小竹低头不语,若霜真心可怜小竹,这颜无尤平日潇洒不羁家世又好,偏偏又生得一副好皮囊,哪有不爱慕的道理,拉着小竹不愿意松手,借着话头岔开,免得小竹脸面上不好看,“你看你身上,不管受什么委屈,一定要告诉小姐,小姐的性子向来看不上过于软弱的人,你不说小姐定然不会管,只要你说了,小姐就一定不会不管。”

小竹双眼含泪轻轻推开若霜,“小竹没有委屈,厨房还有些活计,小竹先去忙了。”

小竹不是不委屈,宓翎现在虽然还在府里,但其实还不如名正言顺的小妾,里里外外哪有不说闲话的,若霜言尽于此也不好多说,只能站在原地看着小竹离开。

颜无尤看出宓翎不高兴,故意凄凄哀哀的撒娇喊疼,宓翎这才来到床边端起粥碗,粥还未送到颜无尤嘴边,颜无尤自己伸手接过粥碗,宓翎没想到颜无尤会拒绝有些微愣,颜无尤几口吃完将碗送回宓翎手里,“来之后,我在城里看上一酒楼,已经买下来,这么久也没去看过,哪有老板不露面的,明天让人带个口信来接我。”

“怎么,是我这里留不住你颜家公子不成。”宓翎心里明白此时两人的身份,颜无尤留在这里处境尴尬,但颜无尤身受重伤,若不看着好起来,宓翎怎么都不会放心。

颜无尤明白宓翎的想法,也看出宓翎不悦,立刻换了副嘴脸,嬉皮笑脸的在床上哼哼唧唧,“哎呀,主子虐待下人啦,这生病了还不让休息。”

宓翎总算有了笑模样,倾身一把抱住颜无尤,头靠在颜无尤的肩膀上,屋里服侍的两个丫头马上低头。

颜无尤宠溺的拍拍宓翎的后背,“你这样我可不保证有定力不做你的姘头。”

宓翎双目烁烁放光,就这么侧着头仰望颜无尤,“你放心,不会白白让你受苦,以后定会加倍奉还。”

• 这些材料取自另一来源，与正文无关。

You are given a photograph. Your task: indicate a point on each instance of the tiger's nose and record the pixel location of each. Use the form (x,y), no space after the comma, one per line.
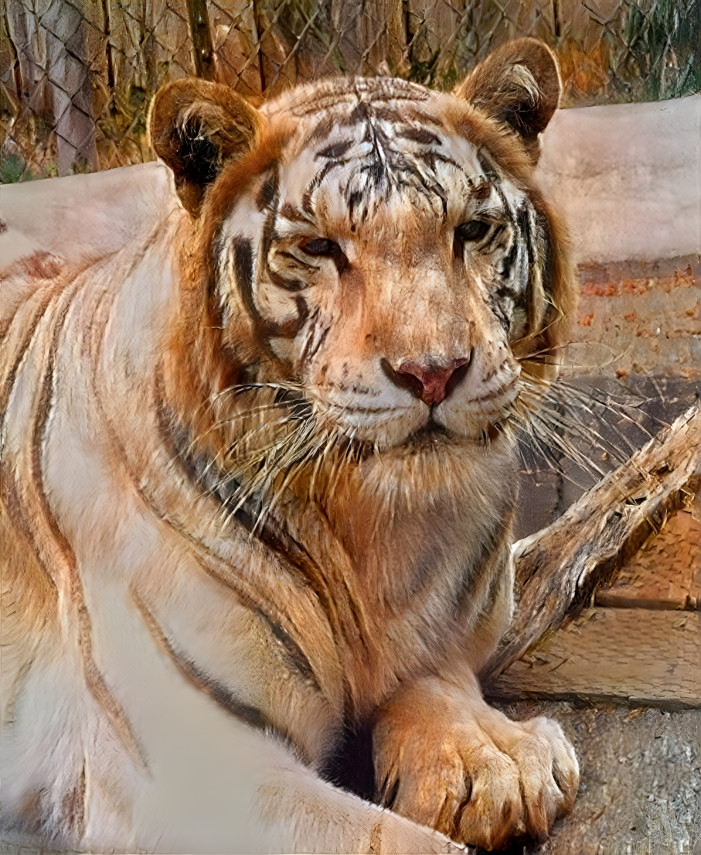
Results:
(430,380)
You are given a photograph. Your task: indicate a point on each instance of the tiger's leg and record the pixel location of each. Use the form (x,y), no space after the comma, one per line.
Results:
(255,796)
(446,759)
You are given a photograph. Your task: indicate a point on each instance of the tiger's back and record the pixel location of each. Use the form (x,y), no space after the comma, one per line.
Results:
(256,479)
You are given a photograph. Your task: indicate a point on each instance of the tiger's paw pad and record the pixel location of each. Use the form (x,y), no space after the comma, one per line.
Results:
(482,781)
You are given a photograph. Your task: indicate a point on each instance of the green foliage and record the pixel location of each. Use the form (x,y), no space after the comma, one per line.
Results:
(664,48)
(13,169)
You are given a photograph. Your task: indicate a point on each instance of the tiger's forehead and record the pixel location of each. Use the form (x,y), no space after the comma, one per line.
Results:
(363,145)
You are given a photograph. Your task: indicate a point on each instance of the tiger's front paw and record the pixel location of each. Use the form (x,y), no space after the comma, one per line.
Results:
(469,772)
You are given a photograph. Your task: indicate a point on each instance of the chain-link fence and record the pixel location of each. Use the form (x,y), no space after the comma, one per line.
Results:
(76,76)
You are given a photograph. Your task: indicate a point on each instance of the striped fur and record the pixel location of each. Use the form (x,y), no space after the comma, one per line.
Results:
(247,512)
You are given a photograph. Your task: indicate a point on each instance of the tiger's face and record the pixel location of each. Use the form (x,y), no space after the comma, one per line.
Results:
(382,248)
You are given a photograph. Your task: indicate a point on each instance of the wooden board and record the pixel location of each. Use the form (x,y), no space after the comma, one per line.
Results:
(666,573)
(637,655)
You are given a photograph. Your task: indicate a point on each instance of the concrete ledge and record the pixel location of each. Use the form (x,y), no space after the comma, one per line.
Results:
(627,179)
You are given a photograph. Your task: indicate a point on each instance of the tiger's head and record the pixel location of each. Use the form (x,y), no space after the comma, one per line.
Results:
(368,255)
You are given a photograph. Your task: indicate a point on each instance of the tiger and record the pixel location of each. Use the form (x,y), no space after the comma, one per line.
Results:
(258,479)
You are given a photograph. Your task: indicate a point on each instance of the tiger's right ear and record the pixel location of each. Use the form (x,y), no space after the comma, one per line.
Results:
(197,127)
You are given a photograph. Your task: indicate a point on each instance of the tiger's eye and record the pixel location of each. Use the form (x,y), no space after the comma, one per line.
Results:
(321,246)
(472,230)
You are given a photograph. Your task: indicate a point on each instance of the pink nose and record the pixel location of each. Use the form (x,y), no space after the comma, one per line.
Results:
(430,380)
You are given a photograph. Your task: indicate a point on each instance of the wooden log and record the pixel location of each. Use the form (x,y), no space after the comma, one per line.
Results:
(559,568)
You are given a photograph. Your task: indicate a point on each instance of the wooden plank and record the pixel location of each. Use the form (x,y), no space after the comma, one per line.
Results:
(637,655)
(559,569)
(666,573)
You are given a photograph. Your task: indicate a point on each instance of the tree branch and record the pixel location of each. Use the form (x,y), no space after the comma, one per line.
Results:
(559,568)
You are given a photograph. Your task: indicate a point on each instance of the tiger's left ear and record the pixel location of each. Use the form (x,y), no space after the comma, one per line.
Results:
(518,85)
(197,127)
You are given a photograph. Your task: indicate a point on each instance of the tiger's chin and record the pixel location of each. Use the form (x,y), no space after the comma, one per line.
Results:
(433,437)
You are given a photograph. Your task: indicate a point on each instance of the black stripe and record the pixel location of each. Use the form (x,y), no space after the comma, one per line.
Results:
(267,195)
(419,135)
(336,150)
(294,655)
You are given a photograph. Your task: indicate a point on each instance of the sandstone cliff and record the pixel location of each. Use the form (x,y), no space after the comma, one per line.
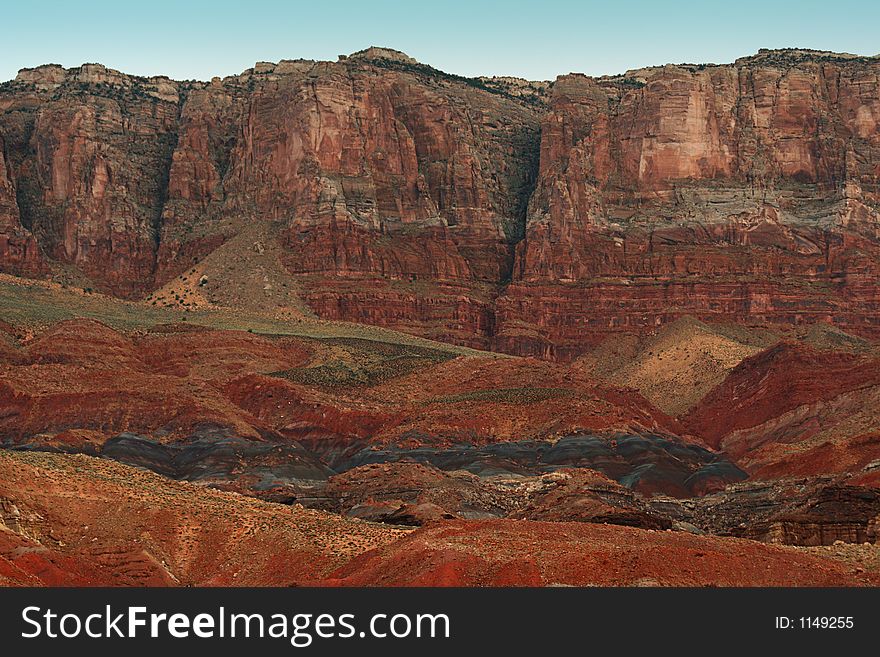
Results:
(533,218)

颜无尤清楚的感受到宓翎呼吸的气息,有力的划过自己的耳垂,拂过有些苍白的脸颊,了解宓翎睚眦必报的性子,真怕做出什么不可挽回的后果,并没有回应宓翎略带轻佻的动作,就这样本本分分的将自己的肩膀当做暂时的落脚点,给予本不该给予的依靠。

颜无尤不想这件事继续纠缠下去,只要自己在这里奚武心里就不会有愧疚感,自己重伤搬走才能在奚武心里种下威胁,“我可不觉得这是坏事,因为他,我可是睡了小茯苓的床榻,又得了佳人的投怀送抱,怎么算都是我占了便宜。”

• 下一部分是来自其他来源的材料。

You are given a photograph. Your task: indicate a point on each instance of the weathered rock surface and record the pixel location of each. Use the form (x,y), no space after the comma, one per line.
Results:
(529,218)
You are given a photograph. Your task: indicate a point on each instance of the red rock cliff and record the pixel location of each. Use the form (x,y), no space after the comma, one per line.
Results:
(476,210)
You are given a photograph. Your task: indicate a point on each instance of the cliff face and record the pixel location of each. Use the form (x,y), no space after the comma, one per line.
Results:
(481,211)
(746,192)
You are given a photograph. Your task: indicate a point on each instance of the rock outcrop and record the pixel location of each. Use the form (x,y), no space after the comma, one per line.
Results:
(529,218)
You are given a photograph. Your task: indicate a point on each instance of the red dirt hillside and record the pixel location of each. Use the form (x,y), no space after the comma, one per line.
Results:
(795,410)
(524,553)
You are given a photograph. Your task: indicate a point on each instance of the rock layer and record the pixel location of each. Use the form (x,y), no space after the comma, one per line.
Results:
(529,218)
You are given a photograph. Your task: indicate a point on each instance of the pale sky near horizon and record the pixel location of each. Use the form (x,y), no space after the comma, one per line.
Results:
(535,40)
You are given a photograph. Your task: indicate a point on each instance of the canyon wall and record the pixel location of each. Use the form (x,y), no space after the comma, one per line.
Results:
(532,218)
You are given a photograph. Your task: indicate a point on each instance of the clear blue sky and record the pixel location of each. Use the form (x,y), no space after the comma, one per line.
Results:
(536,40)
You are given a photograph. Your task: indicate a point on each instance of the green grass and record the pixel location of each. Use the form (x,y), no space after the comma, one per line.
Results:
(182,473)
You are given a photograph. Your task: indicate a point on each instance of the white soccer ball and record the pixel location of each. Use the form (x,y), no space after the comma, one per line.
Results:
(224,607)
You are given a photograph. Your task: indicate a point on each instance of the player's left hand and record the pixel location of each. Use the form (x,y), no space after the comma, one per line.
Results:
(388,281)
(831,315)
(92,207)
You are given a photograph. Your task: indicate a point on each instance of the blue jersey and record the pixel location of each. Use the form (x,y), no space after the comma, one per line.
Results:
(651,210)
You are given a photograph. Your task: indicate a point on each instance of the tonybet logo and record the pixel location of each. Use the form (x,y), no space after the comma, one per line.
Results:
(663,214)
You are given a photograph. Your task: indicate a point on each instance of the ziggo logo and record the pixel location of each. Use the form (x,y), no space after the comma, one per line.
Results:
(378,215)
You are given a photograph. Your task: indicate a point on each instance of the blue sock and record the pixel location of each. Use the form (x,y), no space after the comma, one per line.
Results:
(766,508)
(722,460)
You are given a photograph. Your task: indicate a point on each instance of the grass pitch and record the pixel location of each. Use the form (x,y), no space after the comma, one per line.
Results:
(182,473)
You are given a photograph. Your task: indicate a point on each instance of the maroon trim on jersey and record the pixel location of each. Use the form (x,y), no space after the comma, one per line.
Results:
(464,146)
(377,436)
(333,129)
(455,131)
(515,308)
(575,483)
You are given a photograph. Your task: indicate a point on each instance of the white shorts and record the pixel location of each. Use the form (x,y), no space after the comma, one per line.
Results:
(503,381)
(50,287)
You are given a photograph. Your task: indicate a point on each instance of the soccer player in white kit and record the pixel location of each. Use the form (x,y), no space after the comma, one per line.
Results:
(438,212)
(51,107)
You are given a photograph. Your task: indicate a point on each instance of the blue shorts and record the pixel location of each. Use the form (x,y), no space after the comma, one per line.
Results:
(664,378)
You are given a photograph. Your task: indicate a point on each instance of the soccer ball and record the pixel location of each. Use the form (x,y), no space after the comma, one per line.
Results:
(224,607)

若霜匆匆赶回来一进门就瞧见两人抱在一起,立刻警告屋子里的其他人别乱说将人一股脑赶出去,颜无尤拍拍宓翎敦促起身,将人喊回来,“添什么乱,月黑风高的将人赶出去成什么了,我们清清白白,那名声坏了没发生点什么我不是亏大了。”

宓翎瞧着精神头大概是没什么大碍,点头让若霜喊人回来,几人回到原处站好,“我不差这点好处,真要走也等伤好了,再不济也过了今晚,烧退了,明天挪去客房。”

颜无尤点点头不搭话,宓翎起身到外头躺椅上晒晒月光,若霜跟着出来吩咐人将客房收拾出来。

宓翎看看繁星点点的天,“砚初不会留下来,让你们干什么就干什么,不必问我。”

若霜真是不明白这两人,不用多说就知道对方想什么,比宓琅玥还像一家人,简直就像一个人,“小姐,那你还坐在这里守着,客房还收拾嘛?”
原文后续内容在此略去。